According to research published in the journal Scientific Reports, Spriggina floundersi may preserve the earliest identified sign of population-level handedness in animals. The study involved scientists from the American Museum of Natural History, Florida State University, Harvard University, and the University of California, Riverside, and was highlighted by Neuroscience News.

The evidence comes from Nilpena Ediacara National Park, where storms buried ancient seafloor communities and left them preserved in exceptional detail. Among the fossils at the site is Spriggina, an early bilaterally symmetrical animal with clearly defined left and right sides.

To test for a directional bias, the team compared shape differences in more than 100 exceptionally preserved specimens. About twice as many impressions looked bent to the left as to the right. Because the fossils are preserved as mirror images, however, a leftward bend in stone corresponds to an animal that would have bent right while alive.

Lead author Scott Evans, assistant curator of invertebrate paleontology at the American Museum of Natural History, described why the result matters.

"When we talk about being right-or-left-handed, most people likely think about how they hold a pencil or kick a soccer ball," he said. "But our research shows that an animal without hands or feet, living over 500 million years ago, may have had its own version of handedness."

Why does it matter?

The discovery pushes a familiar trait much deeper into Earth's history. Handedness is often associated with humans and other modern animals, but this research suggests left-right behavioral bias may have much older evolutionary roots.

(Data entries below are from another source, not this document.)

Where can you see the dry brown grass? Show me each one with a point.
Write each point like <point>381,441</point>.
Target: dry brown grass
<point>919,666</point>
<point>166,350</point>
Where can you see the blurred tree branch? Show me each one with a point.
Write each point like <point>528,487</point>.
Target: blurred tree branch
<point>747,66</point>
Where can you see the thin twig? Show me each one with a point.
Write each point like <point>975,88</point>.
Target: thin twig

That could help scientists better understand how early animal bodies and behaviors developed during the Ediacaran Period, a pivotal era before the Cambrian explosion expanded life on Earth.

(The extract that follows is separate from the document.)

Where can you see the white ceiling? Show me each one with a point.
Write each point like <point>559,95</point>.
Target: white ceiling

If one of these simple early animals consistently favored one side, it would suggest that biological asymmetry was already playing an important role in evolution.

The findings also offer a clearer picture of how life became more complex over time. Traits that seem ordinary today — from body symmetry to directional movement preferences — may have been emerging hundreds of millions of years before dinosaurs or mammals existed.

What's being done?

Scientists are continuing to use exceptionally preserved fossil beds to reconstruct how Earth's earliest animals lived. Sites such as Nilpena are especially valuable because they preserve entire communities buried in place, allowing researchers to study not only anatomy but also posture, movement, and ecological relationships.

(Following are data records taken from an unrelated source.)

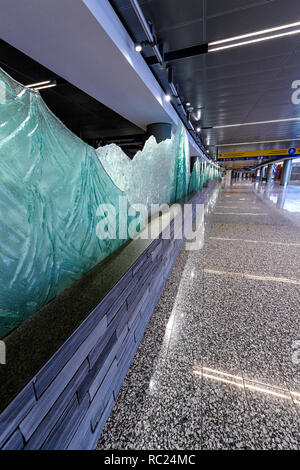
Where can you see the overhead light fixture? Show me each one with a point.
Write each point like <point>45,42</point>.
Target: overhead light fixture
<point>42,85</point>
<point>259,142</point>
<point>138,47</point>
<point>256,123</point>
<point>46,86</point>
<point>258,36</point>
<point>34,85</point>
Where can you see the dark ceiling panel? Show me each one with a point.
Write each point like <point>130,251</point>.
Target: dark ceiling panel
<point>81,113</point>
<point>245,84</point>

By comparing large numbers of fossils rather than relying on a single unusual specimen, scientists can better determine whether a pattern reflects biology rather than chance. In this case, examining more than 100 Spriggina fossils strengthened the case for a true rightward preference across the population.

Protecting fossil-rich landscapes and supporting basic scientific work can help preserve evidence that answers major questions about how life evolved.

"It's a reminder that some of the traits we take for granted today have incredibly ancient origins," said study coauthor Mary Droser, a paleontologist at UC Riverside.